I’ve recently been appointed by the Minister of Health and Long Term Care of Ontario to be the Chair of his Patient and Family Advisory Committee. I am so pleased and honoured to be in a leadership position where I can be the voice of patients, families, and caregivers who are navigating our health care system in Ontario. Much of my experience has been as a ‘CHEO mom’ with my daughter Kate. We went through an incredible journey together over 8 years because of her rare mitochondrial disease. I’ve had many opportunities to share our story with medical students, nurses and staff, and to act as a patient advisor in Ottawa and for the province. I’m proud of that experience and what I have been able to contribute to make CHEO a better place for patients and families.

Through fundraising with Team MitoCanada during Ottawa Race Weekend, I’ve helped raise over $100,000 for awareness, support, and research with the participation of over 100 local Team Mito runners. This money helps support the MitoCanada Foundation, a national foundation for mitochondrial disease, and has also supported important mitochondrial disease research that is based here in Ottawa.

As a patient/family peer reviewer with the Rare Disease Foundation, I am part of a larger community of researchers, clinicians and patient/family advisors that help assess micro-grant applications toward important research interests in the rare disease community. Rare disease is an isolating experience, and helping to bring awareness to these conditions and the research needed brings a voice to Ottawa families living with undiagnosed and rare disease.

The Assessment Technical Committee of Health Standards Organization also allows me to speak and advise on behalf of patients and families on technical standards for assessing hospitals and other health care facilities. As a patient and family advisor, I have the opportunity to review, assess, and provide advice and feedback on the standards for assessing our health care facilities, including those here in Ottawa.

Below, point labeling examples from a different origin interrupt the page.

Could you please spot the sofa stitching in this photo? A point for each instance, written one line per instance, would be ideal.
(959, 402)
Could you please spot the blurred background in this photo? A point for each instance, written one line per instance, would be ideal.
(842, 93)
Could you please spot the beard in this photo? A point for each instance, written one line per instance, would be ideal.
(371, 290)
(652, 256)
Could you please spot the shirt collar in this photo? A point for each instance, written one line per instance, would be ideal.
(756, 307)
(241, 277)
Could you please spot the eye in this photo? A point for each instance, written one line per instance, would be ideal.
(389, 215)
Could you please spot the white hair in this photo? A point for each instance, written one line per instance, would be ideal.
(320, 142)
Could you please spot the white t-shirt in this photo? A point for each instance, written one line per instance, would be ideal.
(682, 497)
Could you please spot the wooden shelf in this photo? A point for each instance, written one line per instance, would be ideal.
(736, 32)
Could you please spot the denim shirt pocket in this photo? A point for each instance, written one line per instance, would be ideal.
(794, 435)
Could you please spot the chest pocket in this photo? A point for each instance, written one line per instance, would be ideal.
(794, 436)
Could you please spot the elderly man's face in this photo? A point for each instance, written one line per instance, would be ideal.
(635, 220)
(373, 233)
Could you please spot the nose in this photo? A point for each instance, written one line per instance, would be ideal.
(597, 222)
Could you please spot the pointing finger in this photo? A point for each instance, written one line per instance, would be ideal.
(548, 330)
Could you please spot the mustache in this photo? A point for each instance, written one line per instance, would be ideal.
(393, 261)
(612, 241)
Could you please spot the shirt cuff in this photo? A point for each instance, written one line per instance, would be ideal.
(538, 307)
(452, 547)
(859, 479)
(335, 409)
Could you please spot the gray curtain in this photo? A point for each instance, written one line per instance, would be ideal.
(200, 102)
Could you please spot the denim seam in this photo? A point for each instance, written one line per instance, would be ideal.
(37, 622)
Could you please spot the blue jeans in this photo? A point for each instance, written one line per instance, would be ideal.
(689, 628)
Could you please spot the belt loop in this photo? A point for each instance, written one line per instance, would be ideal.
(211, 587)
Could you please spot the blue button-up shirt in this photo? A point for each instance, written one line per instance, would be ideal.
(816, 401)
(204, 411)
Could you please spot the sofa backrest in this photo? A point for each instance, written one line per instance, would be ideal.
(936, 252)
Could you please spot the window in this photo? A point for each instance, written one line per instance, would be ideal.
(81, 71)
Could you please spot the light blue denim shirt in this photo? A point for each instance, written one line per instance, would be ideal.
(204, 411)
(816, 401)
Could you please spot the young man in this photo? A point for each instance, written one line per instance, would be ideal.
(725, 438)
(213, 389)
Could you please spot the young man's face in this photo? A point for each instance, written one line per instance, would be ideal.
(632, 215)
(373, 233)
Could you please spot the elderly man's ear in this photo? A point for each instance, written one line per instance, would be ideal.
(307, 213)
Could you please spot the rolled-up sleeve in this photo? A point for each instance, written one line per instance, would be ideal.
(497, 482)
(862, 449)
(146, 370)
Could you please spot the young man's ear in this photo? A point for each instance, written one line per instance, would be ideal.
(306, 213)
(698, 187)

All of these roles and efforts combined help me to be a voice for patients, families, and caregivers who are experiencing our health care system. My hope is that by providing leadership toward better patient engagement, we can improve and build on quality, safety, and the patient/family experience of our health care system in Ottawa and across Ontario.

You give back to the Ottawa community in various ways – is there one Ottawa-related achievement of which you are most proud?

I am most proud of my work with Team MitoCanada Ottawa and our ongoing participation as a registered charity at Ottawa Race Weekend. We have an incredible team of over 100+ runners that has grown each year. Team Mito participates in all events at Ottawa Race Weekend, from the Family 2k Walk/Run, to the longer half-marathon and full marathon events. To date, our amazing team has raised over $100,000 for mitochondrial disease awareness, research and support. In 2016, 6 months after my daughter Kate died, Team MitoCanada Ottawa raised over $58,000 as part of the Ottawa Race Weekend Scotiabank Charity Challenge. This money was given as a grant to the CHEO Research Institute to conduct mitochondrial disease research toward better treatments and hopefully – one day – a cure for mitochondrial disease.

What do you hope for Ottawa in the future?

I hope that Ottawa continues to be a place where families can thrive and feel supported. Where we have excellent health care and access to services. And a place where everyone’s story matters.